By the time Beal wrote “Double Jeopardy,” she and several other Black women in the Student Nonviolent Coordinating Committee (SNCC) were leaving the group because of increasingly divergent ideas about the role of women in the Black movement. Among Black men in the movement, there was a pervasive belief that Black women should follow the men’s political lead. As Beal wrote, “To assign women the role of housekeeper and mother while men go forth into battle is a highly questionable doctrine for a revolutionary to maintain. Each individual must develop a high political consciousness in order to understand how this System enslaves us all and what actions we must take to bring about its total destruction. Those who consider themselves to be revolutionary must begin to deal with other revolutionaries as equals. And, so far as I know, revolutionaries are not determined by sex.”

This was more than a debate over the women in radical politics. Beal and her women comrades were chafing against the influence of Daniel Patrick Moynihan’s 1965 report on the state of the Black family, which included a thesis that the emasculation of Black men led them to retreat from their natural role as patriarchs, causing Black women to take leadership of their families. In his view, this gender confusion led to the collapse of Black family life, spawning criminality among men and producing unruly children. Moynihan wrote, “At the center of the tangle of pathology is the weakness of the family structure. Once or twice removed, it will be found to be the principal source of most of the aberrant, inadequate, or antisocial behavior that did not establish, but now serves to perpetuate the cycle of poverty and deprivation.”

Moynihan was criticized for essentially blaming Black women for the poverty and hardship that shaped the lives of their families. In a speech a year after the report was published, the SNCC leader Stokely Carmichael said, “To set the record straight, the reason we are in the bag we are in isn’t because of my mama, it’s because of what they did to my mama. . . . We have to put the blame where it belongs.” But, for many other Black men, Moynihan provided a framework in which they could understand their marginalization and attempt to repair the damage—by reasserting their rightful positions as patriarchs. Assuming this role meant denouncing birth control and abortion as tools of genocide that compromised the future and freedom of Black families. In 1971, the comedian and activist Dick Gregory wrote a cover story for Ebony that began, “My answer to genocide, quite simply, is eight kids—and another baby on the way.” Gregory, who never quotes his wife in the article or even mentions her name, goes on to claim that birth control and abortion both had been designed to “limit the black population,” describing them casually as methods of genocide. Speaking to the U.S. Commission on Population Control, in 1971, the Reverend Jesse Jackson said, “Virtually all the security we have is in the number of children we produce.”

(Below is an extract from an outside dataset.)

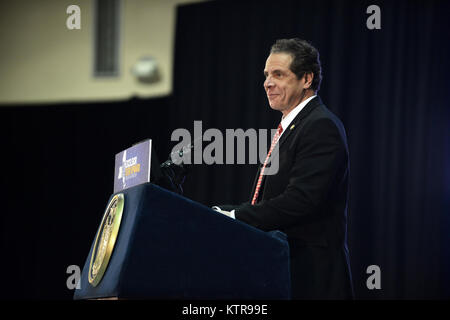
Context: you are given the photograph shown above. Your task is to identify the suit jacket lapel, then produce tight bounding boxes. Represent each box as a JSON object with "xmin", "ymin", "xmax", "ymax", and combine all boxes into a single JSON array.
[
  {"xmin": 250, "ymin": 96, "xmax": 322, "ymax": 201},
  {"xmin": 278, "ymin": 96, "xmax": 322, "ymax": 148}
]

For Beal, a single mother of two children, and other Black feminists, reproductive freedom, including access to birth control and abortion and the right to have children on their terms, was the most basic element of self-determination in a society where their choices were heavily circumscribed by racism, gender, and class position. As a result, Black women activists not only took up the immediate questions concerning reproduction but they also raised issues about child care, employment, welfare, and the other material necessities that could help women take care of their children and choose to bring them into the world. By focussing on the plight of poor women, they made it easier to see that the struggle for abortion and reproductive freedom was about equality, not just privacy or even “choice.” Their insights into the ways that poverty and other forms of oppression limited their life chances compelled them to demand reproductive justice—which also involved the right to raise children in healthy environments where their and their parents’ basic needs could be met. It is a standard that certainly was not achieved with Roe, but is needed now more than ever.